Fig. 2: Schematic overview of the method.

a Regions of interest (ROIs). Functional MRI BOLD signals were extracted from spherical ROIs based on the previously defined parcellation²⁷. We only kept 247 ROIs that had usable data from all subjects. Each ROI can be assigned to one of 13 putative functional systems. The brain figure was visualized by the BrainNet Viewer⁴² under the Creative Commons Attribution (CC BY) license (https://creativecommons.org/licenses/by/4.0/). b An example of Pearson correlation coefficients calculated between regional BOLD time series over the course of the experiment. Each BOLD time series was divided into 10-TR (25 s) time windows, and consecutive time windows were placed every 2 TRs leading to 80% overlap between consecutive time windows. Pairwise Pearson correlation coefficients were calculated between ROI time series in each time window. c An example of edge strength over time. In each time window, there were 247*(247 − 1)/2 edges. d Nonnegative matrix factorization (NMF). In each time window, the matrix of edge strengths was unfolded into one column.

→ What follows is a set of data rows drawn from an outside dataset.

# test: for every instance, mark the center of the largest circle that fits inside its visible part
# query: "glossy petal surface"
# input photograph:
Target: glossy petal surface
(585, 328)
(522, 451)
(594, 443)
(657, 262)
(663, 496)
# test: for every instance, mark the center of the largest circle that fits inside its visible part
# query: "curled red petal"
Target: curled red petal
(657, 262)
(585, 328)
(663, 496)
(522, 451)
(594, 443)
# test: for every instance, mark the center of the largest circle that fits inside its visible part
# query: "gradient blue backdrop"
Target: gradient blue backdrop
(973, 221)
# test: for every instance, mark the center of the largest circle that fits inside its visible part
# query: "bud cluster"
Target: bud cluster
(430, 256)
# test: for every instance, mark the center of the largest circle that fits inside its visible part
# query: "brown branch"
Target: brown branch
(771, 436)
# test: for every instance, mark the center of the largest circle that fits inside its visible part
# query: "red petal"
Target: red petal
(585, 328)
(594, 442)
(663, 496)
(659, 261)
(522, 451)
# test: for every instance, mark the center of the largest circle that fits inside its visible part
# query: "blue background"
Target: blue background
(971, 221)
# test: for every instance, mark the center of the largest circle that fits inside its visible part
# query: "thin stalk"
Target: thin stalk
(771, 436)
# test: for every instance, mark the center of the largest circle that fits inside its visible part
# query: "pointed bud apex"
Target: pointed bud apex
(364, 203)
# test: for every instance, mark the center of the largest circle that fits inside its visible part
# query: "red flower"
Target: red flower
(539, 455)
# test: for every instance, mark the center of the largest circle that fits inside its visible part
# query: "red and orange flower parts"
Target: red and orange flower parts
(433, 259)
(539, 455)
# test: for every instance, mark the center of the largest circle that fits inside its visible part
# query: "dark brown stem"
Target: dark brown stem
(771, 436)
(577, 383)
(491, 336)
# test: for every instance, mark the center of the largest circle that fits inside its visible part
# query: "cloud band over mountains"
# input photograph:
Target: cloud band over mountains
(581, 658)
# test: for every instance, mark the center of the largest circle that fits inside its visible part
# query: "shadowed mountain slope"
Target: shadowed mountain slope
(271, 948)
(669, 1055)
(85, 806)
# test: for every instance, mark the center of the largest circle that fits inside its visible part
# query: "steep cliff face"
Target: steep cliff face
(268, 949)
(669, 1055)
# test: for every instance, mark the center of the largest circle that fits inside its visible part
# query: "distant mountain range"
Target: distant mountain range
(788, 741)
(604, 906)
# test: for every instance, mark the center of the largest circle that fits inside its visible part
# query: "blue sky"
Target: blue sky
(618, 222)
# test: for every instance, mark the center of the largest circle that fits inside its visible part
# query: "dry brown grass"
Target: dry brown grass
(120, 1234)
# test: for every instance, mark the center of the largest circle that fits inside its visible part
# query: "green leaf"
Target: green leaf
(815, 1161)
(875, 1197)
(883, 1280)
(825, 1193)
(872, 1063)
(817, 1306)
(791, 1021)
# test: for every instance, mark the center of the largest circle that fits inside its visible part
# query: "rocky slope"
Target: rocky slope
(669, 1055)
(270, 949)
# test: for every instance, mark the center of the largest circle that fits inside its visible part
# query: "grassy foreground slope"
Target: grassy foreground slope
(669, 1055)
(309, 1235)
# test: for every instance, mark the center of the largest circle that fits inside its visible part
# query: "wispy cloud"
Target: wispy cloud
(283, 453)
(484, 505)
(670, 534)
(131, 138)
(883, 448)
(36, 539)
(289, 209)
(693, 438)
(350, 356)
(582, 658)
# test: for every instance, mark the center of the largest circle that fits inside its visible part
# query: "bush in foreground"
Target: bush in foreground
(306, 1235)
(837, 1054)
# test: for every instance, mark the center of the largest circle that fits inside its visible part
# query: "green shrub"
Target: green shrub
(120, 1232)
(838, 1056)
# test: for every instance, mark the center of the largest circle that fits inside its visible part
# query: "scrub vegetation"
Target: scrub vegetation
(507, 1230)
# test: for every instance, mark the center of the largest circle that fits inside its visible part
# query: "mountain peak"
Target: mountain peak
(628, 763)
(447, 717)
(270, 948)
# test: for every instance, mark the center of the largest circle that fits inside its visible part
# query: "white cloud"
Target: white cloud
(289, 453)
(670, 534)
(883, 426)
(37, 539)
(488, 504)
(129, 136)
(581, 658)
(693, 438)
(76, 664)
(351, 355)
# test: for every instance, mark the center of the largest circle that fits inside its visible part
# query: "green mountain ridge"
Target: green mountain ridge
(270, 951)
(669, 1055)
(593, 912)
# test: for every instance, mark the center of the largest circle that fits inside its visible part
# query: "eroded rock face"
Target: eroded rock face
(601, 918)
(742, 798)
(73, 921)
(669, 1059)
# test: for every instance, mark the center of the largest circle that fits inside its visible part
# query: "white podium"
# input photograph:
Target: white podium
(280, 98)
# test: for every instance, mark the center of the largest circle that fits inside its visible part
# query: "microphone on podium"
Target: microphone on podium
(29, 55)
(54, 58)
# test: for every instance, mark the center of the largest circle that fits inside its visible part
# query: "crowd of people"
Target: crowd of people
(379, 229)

Then, edges from all time windows in all participants were concatenated into a single matrix. Each row in the full data matrix contained an edge (pairwise correlation coefficients between BOLD time series from two ROIs) and each column contained a time window (across all scans and participants). Correlation values in this matrix were strictly non-negative; the full data matrix was divided into two halves, with one half containing the positive pairwise correlation coefficients (zero if the correlation coefficient was negative) and one half containing the absolute values of negative pairwise correlation coefficients (zero if the correlation coefficient was positive). Thus, subgraphs were identified based on both the similarity of positive functional connectivity and the similarity of negative functional connectivity together. Then, NMF was applied to decompose the concatenated matrix into a matrix W, which encoded the strengths of edges for each subgraph, and a matrix H, which encoded the time-dependent expression of each subgraph. For example, the strength of edges of the fourth subgraph (the fourth column in the matrix W) can be folded into a squared matrix, reflecting the edge strength between every pair of ROIs.